SASSARI - Fermarsi insieme per ricordare che esiste una generazione non rappresentata e per darle voce, ricordando unita la città e il Paese che sogna. Si chiama «Aprite questa porta» e sarà una giornata dedicata alla giovane Italia, anzi all’Italia 2.0, promossa da “Andiamo oltre”, è organizzata dal Gruppo PD in Consiglio Regionale insieme a “Liberamente”; e coordinata da Simone Campus.
«Perché siamo stanchi di guardare i diritti dal buco della serratura e di essere messi alla porta ogni volta che c’è da prendere qualche decisione. Perché di futuro qualcuno si dovrà pur occupare e sarebbe bello che lo facesse la politica: quel lavoro che gli italiani non vogliono fare più». Una porta simbolica che racconterà una protesta ma anche una proposta - è il messaggio dei promotori della manifestazione - alla quale parteciperanno anche i consiglieri regionali del territorio Mario Bruno, Luigi Lotto, Valerio Meloni e Gavino Manca, insieme al segretario cittadino del PD Giovanni Isetta.
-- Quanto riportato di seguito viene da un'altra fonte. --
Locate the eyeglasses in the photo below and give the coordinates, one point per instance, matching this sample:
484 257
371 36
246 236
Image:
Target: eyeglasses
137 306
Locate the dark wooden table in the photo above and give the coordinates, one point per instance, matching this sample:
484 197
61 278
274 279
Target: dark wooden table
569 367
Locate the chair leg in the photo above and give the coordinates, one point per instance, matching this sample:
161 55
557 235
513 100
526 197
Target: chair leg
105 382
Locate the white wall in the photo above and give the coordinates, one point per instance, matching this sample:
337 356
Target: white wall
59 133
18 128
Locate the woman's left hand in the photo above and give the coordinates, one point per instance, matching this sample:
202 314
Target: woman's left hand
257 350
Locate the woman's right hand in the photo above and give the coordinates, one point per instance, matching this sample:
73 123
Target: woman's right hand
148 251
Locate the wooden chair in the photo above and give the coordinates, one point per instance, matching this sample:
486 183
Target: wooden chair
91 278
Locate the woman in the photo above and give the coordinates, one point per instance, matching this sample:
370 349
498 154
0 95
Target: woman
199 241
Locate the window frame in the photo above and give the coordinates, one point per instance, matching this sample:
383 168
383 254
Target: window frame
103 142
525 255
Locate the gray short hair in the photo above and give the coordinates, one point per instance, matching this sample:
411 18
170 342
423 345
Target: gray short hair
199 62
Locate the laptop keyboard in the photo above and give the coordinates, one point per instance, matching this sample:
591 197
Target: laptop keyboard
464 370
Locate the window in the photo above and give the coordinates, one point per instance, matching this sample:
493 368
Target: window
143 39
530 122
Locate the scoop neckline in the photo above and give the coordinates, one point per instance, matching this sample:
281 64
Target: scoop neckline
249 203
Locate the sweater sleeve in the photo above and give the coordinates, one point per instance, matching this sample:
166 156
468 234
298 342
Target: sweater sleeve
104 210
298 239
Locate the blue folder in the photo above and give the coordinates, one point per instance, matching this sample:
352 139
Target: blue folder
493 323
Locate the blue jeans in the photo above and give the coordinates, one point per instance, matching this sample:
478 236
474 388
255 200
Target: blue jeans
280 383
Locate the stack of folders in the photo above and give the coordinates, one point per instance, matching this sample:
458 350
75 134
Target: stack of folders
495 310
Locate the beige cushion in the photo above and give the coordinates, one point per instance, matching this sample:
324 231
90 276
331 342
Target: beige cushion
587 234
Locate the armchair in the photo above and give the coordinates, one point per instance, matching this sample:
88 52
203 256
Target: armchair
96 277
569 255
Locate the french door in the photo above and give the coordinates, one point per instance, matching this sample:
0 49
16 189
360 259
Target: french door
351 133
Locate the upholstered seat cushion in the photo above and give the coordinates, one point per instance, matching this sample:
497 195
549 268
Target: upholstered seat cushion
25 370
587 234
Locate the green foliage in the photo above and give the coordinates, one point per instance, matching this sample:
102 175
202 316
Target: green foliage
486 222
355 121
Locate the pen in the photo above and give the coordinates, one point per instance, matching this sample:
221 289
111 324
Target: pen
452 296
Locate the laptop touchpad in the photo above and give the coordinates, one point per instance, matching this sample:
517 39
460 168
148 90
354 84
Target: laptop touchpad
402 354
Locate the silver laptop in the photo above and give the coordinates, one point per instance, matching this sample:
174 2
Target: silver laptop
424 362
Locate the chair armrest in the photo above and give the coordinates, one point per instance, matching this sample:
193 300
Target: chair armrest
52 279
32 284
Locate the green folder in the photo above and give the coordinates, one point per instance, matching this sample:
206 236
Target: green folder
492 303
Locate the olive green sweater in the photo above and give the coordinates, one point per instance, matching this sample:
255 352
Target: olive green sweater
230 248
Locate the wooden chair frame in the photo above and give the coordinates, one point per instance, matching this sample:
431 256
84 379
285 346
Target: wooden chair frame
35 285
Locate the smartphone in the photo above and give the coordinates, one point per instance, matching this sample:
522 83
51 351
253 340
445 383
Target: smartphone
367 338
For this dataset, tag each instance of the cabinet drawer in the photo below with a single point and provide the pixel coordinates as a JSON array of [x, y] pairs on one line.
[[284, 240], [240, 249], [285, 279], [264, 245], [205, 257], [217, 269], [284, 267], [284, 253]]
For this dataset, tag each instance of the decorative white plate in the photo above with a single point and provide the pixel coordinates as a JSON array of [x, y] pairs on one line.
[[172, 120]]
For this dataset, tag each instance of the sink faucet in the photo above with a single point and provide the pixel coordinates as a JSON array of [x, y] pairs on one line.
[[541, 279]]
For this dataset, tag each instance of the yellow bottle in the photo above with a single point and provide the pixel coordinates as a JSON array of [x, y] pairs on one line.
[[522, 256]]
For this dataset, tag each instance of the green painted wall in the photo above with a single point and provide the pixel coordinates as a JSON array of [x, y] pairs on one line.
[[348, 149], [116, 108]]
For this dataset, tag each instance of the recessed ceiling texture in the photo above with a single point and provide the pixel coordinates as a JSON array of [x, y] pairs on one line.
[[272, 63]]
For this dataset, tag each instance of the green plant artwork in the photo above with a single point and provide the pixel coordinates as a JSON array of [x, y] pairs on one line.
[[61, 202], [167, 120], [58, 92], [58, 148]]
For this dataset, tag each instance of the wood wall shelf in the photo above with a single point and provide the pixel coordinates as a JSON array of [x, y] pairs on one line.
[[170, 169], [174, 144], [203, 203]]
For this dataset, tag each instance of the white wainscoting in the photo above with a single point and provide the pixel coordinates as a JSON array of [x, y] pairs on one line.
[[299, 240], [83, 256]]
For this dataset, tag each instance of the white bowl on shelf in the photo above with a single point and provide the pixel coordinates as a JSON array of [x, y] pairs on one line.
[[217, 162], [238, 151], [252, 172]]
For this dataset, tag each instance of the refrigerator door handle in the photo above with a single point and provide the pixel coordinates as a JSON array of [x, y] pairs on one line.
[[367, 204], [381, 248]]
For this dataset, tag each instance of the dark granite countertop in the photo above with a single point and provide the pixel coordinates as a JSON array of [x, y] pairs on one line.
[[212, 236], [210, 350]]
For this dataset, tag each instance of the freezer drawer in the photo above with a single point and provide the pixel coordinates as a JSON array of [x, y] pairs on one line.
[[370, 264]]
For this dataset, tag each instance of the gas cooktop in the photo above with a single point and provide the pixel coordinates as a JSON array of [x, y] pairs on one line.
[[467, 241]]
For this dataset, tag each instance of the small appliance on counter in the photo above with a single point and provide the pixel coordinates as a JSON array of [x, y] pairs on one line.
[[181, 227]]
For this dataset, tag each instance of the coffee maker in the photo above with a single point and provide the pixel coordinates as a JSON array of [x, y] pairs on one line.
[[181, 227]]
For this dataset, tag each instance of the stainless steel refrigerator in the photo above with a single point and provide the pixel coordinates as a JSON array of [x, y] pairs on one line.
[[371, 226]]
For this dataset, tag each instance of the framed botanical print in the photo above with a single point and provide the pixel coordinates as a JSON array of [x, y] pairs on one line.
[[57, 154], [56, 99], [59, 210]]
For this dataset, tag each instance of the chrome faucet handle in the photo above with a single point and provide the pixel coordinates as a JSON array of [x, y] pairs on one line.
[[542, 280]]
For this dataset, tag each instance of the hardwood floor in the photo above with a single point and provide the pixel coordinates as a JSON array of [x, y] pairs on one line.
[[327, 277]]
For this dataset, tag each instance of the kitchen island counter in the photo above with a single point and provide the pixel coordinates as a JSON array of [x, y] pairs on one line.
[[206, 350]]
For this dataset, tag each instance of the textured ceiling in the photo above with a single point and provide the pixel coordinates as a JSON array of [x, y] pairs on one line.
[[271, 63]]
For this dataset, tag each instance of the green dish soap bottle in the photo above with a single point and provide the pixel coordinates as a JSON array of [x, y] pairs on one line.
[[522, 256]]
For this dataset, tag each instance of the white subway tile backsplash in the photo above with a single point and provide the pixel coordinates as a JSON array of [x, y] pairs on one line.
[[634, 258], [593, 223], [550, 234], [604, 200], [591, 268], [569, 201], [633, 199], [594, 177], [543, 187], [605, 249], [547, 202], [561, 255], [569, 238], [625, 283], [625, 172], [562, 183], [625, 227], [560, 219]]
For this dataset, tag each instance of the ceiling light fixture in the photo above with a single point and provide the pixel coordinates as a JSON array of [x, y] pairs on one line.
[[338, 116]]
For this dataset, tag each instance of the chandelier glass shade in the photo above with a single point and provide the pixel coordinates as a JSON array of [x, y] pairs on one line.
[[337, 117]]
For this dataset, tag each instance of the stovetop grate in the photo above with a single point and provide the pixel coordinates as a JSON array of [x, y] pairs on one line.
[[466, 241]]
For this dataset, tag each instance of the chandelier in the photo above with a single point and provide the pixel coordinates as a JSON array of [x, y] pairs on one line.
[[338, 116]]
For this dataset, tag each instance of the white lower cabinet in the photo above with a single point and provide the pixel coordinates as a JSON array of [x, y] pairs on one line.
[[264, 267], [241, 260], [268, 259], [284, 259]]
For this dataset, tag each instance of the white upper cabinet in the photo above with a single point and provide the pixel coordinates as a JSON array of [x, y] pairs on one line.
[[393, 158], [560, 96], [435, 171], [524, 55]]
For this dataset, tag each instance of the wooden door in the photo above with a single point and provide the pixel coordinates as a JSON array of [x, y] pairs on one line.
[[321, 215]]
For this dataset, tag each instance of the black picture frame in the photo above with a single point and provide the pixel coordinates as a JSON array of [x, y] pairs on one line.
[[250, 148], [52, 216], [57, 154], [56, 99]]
Da rivendicare nella discesa in piazza: i diritti al lavoro nel «dualismo tra lavoro a tempo determinato e indeterminato da superare»; la casa «e le difficoltà di una generazione a potersela permettere»; l’ambiente «da considerare in modo nuovo e diverso, come
fanno tutti, ma proprio tutti gli altri Paesi».
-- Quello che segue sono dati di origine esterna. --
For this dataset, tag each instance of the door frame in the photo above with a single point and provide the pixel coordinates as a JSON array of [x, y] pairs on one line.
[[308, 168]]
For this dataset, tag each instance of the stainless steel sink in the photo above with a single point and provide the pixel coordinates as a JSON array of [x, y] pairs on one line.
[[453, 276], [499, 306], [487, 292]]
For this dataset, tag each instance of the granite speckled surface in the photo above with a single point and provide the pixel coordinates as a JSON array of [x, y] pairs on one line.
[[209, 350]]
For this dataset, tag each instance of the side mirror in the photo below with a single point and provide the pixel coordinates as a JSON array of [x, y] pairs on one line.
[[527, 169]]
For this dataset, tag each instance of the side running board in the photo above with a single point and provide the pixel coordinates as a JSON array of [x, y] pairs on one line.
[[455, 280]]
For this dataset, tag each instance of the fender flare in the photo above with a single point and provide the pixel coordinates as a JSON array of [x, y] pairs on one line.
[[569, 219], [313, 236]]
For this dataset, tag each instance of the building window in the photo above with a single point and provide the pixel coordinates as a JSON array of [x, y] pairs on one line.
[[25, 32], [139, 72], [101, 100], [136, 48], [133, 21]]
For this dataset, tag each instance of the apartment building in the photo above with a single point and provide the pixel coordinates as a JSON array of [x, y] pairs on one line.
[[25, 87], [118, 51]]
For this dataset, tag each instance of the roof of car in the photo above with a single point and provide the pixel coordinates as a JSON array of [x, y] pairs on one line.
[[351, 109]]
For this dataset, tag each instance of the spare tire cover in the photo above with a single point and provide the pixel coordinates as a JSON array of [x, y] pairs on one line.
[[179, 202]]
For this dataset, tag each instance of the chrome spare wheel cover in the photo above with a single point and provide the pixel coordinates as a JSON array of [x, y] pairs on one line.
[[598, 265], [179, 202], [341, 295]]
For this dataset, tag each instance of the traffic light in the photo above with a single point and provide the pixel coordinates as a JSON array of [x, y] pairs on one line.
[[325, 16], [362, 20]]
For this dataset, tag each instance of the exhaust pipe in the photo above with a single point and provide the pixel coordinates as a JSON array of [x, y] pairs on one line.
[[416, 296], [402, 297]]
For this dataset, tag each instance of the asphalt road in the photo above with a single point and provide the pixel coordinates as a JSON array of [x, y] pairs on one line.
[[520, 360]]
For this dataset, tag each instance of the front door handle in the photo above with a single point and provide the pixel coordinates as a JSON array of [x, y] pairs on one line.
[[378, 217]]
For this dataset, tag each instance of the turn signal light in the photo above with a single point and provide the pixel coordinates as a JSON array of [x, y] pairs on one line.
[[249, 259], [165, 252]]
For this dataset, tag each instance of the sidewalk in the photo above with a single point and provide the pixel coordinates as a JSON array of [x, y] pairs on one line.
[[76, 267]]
E poi molto altro: dalla tutela delle coppie di fatto all'integrazione con gli stranieri, dall'Europa alla fuga di cervelli. In altre parole, il diritto al futuro. L'appuntamento è in piazza Tola stasera a partire dalle 20. Partecipano: Felice Floris del Movimento dei pastori sardi; Cristian Ribichesu del Movimento per la scuola pubblica; Andrea Spanu e Antonio Salari dell'"Isola dei cassintegrati"; Gabriele Farina, dei Federspecializzandi. Il tutto condito dalle launeddas di Fabio Melis, dal corno di Salvatore Rizzu e dalla tromba di Silvio Nappi.